A season ago Laidley was UNO’s premier indoor high jumper and outdoor long jumper.
Laidley won the high jump all three times she competed and the long jump in five out of six. But in 2013 Laidley has competed in the high jump four times and only finished as high as second twice.
“I think she’s feeling better and I think she’s getting back to full form,” Smith said. “In high school not too many years ago she was the Jamaican national champion in the high jump, and set our school record right away in her freshman year. Then she started having little aches and pains.”
Smith points to recent success at The Summit League Indoor Meet as evidence that Laidley should soon be returning to top form. At the meet Laidley finished second in the high jump with a season best, set a personal best in the long jump while taking another second place finish and captured sixth in the 60 meter hurdles.
Laidley was one of the highest point producers for the team putting up 18 towards the Mavs total all by herself.
Her best mark this year was a 5-08 at the conference championship. Laidley’s career best came over two years ago when she cleared 5-10 in January 2011 at the Jack Jennett Invitational hosted by Northern Iowa.
Since then Laidley has had some leg and knee issues, but nothing that required major surgery.

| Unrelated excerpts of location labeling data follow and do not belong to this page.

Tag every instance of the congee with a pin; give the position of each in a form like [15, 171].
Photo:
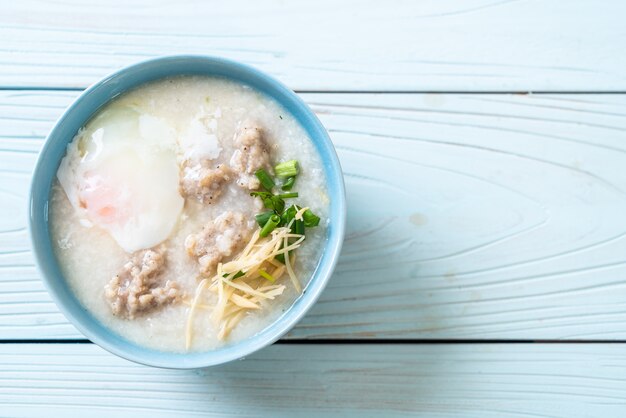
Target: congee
[180, 211]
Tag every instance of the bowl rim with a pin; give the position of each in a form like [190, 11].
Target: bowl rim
[103, 336]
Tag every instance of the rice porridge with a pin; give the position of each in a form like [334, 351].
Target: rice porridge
[180, 211]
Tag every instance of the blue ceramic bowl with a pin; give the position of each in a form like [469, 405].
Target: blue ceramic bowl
[79, 113]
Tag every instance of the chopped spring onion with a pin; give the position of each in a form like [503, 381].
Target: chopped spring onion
[288, 184]
[270, 201]
[310, 219]
[265, 179]
[298, 227]
[286, 169]
[266, 275]
[262, 218]
[269, 226]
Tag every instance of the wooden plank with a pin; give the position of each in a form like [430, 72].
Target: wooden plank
[470, 216]
[481, 380]
[452, 45]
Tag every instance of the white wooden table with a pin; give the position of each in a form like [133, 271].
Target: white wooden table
[487, 137]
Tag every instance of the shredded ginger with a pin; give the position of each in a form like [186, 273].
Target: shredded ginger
[237, 296]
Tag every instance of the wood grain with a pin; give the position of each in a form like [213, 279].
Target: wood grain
[450, 45]
[484, 380]
[470, 216]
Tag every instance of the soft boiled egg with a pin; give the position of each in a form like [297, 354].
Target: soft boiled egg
[120, 173]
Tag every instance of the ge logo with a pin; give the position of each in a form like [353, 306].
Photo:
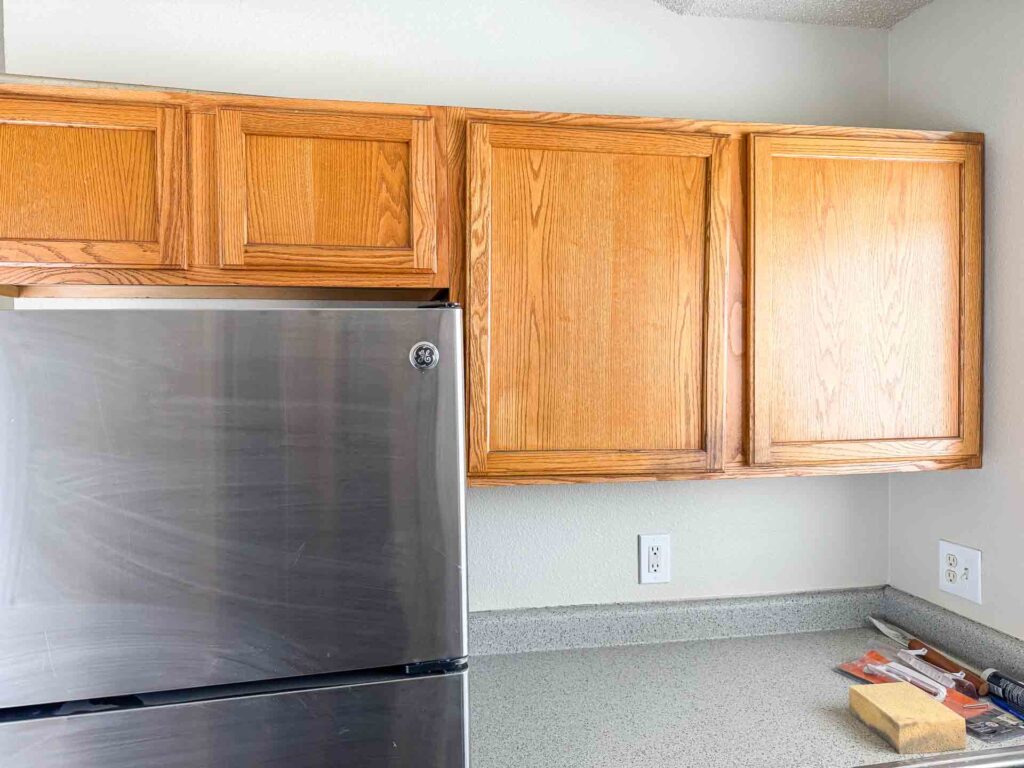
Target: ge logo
[423, 355]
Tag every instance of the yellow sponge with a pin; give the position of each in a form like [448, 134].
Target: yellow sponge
[907, 718]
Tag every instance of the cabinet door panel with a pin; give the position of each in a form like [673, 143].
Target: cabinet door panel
[597, 266]
[866, 287]
[327, 192]
[91, 184]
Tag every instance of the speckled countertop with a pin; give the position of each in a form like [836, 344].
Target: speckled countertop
[713, 704]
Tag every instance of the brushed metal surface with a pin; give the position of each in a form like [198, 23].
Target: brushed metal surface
[198, 498]
[415, 723]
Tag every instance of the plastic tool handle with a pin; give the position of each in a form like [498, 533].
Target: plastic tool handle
[933, 656]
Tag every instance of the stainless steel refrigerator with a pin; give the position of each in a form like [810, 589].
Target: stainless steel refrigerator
[231, 538]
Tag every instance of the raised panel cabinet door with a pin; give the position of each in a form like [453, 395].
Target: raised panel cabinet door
[866, 285]
[91, 183]
[338, 192]
[597, 268]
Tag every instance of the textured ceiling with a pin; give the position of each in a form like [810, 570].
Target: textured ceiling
[868, 13]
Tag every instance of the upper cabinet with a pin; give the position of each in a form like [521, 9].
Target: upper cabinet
[90, 183]
[865, 290]
[327, 192]
[645, 297]
[596, 267]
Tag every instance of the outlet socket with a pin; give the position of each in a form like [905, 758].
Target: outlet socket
[655, 558]
[960, 570]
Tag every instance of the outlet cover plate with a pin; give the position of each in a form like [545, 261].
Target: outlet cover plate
[655, 558]
[960, 570]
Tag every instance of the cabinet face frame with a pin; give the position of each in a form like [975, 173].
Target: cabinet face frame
[483, 137]
[169, 250]
[765, 451]
[235, 125]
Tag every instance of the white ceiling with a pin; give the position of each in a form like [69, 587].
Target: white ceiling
[867, 13]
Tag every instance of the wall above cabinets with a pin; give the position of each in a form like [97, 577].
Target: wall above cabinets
[645, 298]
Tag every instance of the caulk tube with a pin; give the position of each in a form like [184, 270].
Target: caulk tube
[1006, 688]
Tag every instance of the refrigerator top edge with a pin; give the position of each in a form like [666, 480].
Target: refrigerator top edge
[205, 498]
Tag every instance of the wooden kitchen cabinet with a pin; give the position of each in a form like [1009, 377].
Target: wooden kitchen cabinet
[89, 183]
[645, 297]
[308, 190]
[865, 289]
[138, 187]
[596, 279]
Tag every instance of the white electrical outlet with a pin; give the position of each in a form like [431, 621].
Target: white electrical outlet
[960, 570]
[655, 558]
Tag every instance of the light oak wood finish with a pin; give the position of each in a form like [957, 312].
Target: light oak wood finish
[596, 328]
[733, 472]
[187, 166]
[865, 283]
[296, 164]
[90, 183]
[327, 192]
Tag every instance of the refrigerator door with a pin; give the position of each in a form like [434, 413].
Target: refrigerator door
[193, 498]
[415, 723]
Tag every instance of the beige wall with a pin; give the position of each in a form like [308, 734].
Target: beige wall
[960, 65]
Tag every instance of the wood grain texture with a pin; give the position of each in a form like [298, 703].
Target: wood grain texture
[344, 193]
[93, 274]
[222, 292]
[77, 183]
[860, 271]
[593, 346]
[91, 183]
[732, 472]
[317, 192]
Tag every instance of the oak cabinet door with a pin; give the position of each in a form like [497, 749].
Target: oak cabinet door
[866, 300]
[337, 192]
[597, 263]
[91, 183]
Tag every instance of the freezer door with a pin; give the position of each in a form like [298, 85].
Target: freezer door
[416, 723]
[196, 498]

Though Laidley’s aches and pains haven’t put her in the operating room, Smith says the nature of track and field competition doesn’t allow for injury no matter how minor.
“In track everything you do – run, jump, throw, sprint, whatever – every time you perform you’re going at 100 percent,” Smith said. “You don’t jog at anything, you don’t take a breather when you’re coming down the runway. When you’re not 100 percent you can’t go 100 percent.”
“Little nagging aches and pains, and little lingering kinds of small injuries can take their toll on you. I think she’s starting to get over that.”